Другая инсталляция представляла собой интерьер комнаты все с тем же передающимся зрителям ощущением, что ее только что покинули на минуту.
На канапе брошен пеньюар, пол усыпан сухими лепестками роз… и тогда становилось понятным название «Тщетное ожидание». Женщина увяла, а все ждет…
Инсталляция «Разбитая жизнь» была представлена в двух вариантах.
Первый вариант — квадрат, выкрашенный в голубой цвет с белесыми разводами и рассыпанными по нему осколками стекол, которые искусно расположенные софиты заставляли то ослепительно сверкать, то переливаться разноцветными огоньками, и невольно думалось, какая это могла бы быть блестящая жизнь…
Второй вариант представлял, как пытались сложить красивую картину из разноцветной мозаики. Яркую, богатую по колориту, идеальную по композиции. Начали со светлых тонов. Вдруг, откуда ни возьмись, втиснулось коричневое пятно. Цвет восстановили, но потерялись линии, изменился задуманный сюжет. Потом светлые тона исчезли окончательно, вытесненные мрачно-коричневыми, черными с красными вкраплениями вспышек отчаяния… И все сошло на нет.
Фролов задержался около этой композиции. Внутренняя дрожь вышла через пальцы, заставив их несколько раз судорожно сжаться. Еще немного, еще год-два и о его жизни можно было бы сказать точно так же.
Он с трудом отвел свой взгляд и пошел на оживленный шум голосов и яркий свет. Его появление было встречено приветливыми восклицаниями. Сергей отыскал глазами Веру. Она была в приподнятом настроении. Говорила, смеялась, подходила то к одним, то к другим. Фролов поздоровался с Ладимиром и Ксенией, перебросился несколькими фразами с Александром Алексеевичем Михайловым, потом его кто-то остановил, желая высказаться по поводу «Колдуньи».

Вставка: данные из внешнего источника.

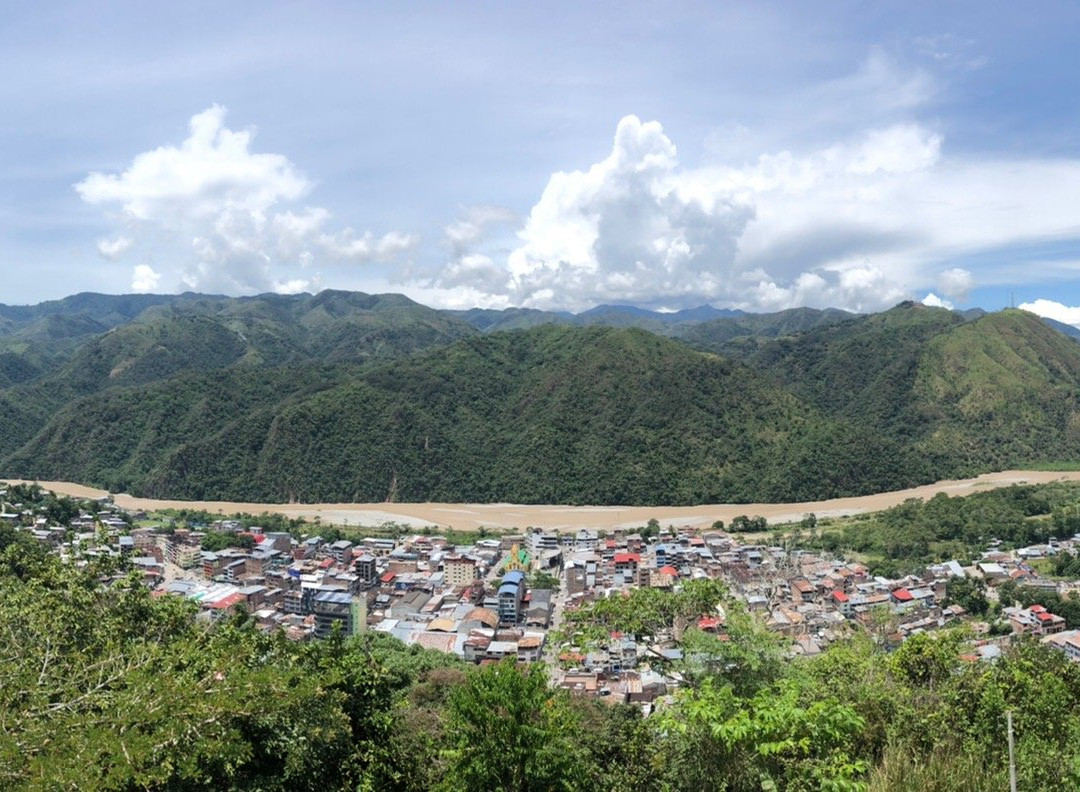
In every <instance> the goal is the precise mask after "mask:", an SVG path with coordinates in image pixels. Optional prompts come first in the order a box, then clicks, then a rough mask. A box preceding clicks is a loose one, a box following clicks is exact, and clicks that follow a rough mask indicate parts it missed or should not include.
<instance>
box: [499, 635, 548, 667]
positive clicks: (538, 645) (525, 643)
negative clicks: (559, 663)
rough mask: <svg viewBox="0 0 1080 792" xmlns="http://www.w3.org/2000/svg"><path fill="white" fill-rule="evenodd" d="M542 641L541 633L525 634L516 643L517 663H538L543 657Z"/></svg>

— Вера, — окликнул он проходившую мимо Астрову, — все в порядке?
— Не волнуйся! Смотри! — фужер в ее руке дрогнул, и шампанское чуть выплеснулось на пол. — Катков. Вот же…
Действительно, среди приглашенных слонялся сосредоточенно-злой Катков, высматривая Пшеничного, которого не было. Сергея отвлекли от Астровой, но он, насколько это удавалось, следил за объектом, стараясь подстраховать Веру. Впрочем, на нее можно было положиться. Такую сенсацию она не выпустит из рук. Объект, сам того не сознавая, был уже мышью, загнанной в мышеловку.
Фролова подвели к его же картине и принялись хвалить, расспрашивать, удивляться. Подошел официант с шампанским, выпили за успех. Кто-то рассказал анекдот, кто-то сообщил сногсшибательную новость, прошли к столу с закусками.
И вдруг раздался вскрик, захлебнувшийся сам в себе, как показалось Сергею. «Вера что-то уж очень! Незачем было так», — подумал он и встретился взглядом с недоуменно смотревшей на него Астровой. Фролов приоткрыл рот, желая спросить: «Это ты так кричала?» И тут вновь раздался вскрик, и в зал вбежала перепуганная девушка.
— Что случилось? — спросил кто-то.
Девушка махнула рукой в сторону дизайнерских инсталляций и произнесла:
— Там!..
Все бросились к узкому проходу между задрапированными окнами и стендами. Ворвавшись в полутемное помещение, освещенное лишь несколькими софитами, никто ничего особенного не заметил, но потом вскрикнуло сразу несколько человек:
— Смотрите, здесь кто-то лежит!
Включили общий свет и увидели у инсталляции «Разбитая жизнь, вариант второй» мужчину, лежавшего на спине. Когда пригляделись, с ужасом отвели глаза. В сонной артерии мужчины торчал острый кусок стекла.
— Наверное, его взяли вот отсюда, — сказал кто-то и показал на постамент, усыпанный стеклами.
— Да ведь это же Олег Пшеничный! — произнес чей-то голос.